K6-2 Performance Guide

Back To The Roots: 66 MHz Bus Speed

I can imagine that many people are considering to buy a K6 or K6-2 CPU to upgrade their system. Some older motherboards can be switched to 2.2 or 2.1 Volts, sometimes not described in the manual, and they might have a BF2 jumper as well.

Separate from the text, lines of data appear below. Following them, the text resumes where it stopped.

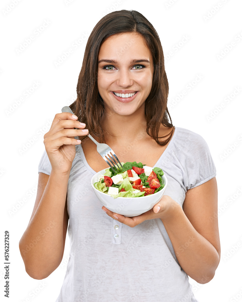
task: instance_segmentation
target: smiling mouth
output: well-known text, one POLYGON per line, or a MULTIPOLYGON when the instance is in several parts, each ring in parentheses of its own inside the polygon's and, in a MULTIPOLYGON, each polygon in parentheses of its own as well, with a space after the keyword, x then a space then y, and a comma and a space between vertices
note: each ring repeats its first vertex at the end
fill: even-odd
POLYGON ((116 92, 114 92, 114 91, 112 91, 112 92, 116 96, 118 96, 123 98, 131 98, 131 97, 134 95, 136 94, 137 93, 137 92, 136 91, 135 92, 132 92, 130 93, 117 93, 116 92))

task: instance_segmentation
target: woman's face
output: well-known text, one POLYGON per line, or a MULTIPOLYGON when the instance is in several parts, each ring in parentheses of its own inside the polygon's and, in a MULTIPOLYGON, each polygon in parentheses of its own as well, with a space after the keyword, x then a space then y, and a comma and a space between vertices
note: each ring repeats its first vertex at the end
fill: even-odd
POLYGON ((154 67, 142 37, 136 33, 111 36, 100 47, 98 62, 98 91, 106 112, 111 110, 121 115, 139 109, 144 112, 154 67))

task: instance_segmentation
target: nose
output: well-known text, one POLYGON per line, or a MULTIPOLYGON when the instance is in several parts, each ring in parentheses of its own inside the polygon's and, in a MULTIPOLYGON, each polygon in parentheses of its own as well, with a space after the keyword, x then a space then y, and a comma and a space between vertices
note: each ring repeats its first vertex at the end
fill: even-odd
POLYGON ((122 88, 126 88, 133 85, 132 75, 129 70, 120 70, 117 75, 117 85, 122 88))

If then the manufacturer also provides a new BIOS on the website, you have the chance to upgrade the CPU. Many of you may ask whether this makes sense at "only" 66 MHz bus speed, since the K6-2 benefits substantially from the higher bus speed.

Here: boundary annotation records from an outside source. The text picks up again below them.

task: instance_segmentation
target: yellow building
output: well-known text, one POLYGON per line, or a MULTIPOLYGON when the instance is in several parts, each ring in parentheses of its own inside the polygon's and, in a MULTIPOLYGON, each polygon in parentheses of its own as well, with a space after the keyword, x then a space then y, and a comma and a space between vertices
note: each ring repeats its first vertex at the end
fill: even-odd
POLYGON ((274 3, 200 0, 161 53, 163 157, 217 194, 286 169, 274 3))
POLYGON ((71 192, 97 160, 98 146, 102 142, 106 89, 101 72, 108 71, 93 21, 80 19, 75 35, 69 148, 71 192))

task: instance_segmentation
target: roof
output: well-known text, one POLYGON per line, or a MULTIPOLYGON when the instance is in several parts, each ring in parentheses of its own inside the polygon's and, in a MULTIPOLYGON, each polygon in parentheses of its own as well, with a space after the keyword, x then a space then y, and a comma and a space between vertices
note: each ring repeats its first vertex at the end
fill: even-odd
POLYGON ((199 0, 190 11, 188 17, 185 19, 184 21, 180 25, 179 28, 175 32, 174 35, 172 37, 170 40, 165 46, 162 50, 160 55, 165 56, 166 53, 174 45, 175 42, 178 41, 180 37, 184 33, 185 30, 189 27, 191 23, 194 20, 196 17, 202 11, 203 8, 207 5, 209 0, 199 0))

Let's get back to our reference performance with the 512 kB AOpen board:

The difference in Winstone between a K6-2 300 at 66 MHz x4.5 and the maximum performance at 100 MHz x3 is about 1.9 points, this is about 9% less with SDRAM and 13% with EDO DRAM.

Quake II runs about 14% slower on a 66 MHz system than on a system running at 100 MHz FSB. By the way, SDRAM memory is much better for the memory sensitive Quake II: A system equipped with EDO is approximately 16% slower. Again, using a powerful 3D card would compensate the smaller bandwidth of EDO.

The difference between 66 and 100 MHz bus clock with the 3D game Incoming is only about 3%. And you can see the better performance of SDRAM memory once more: In a standard 66 MHz computer using EDO instead of SDRAM has an effect on Incoming by 11%.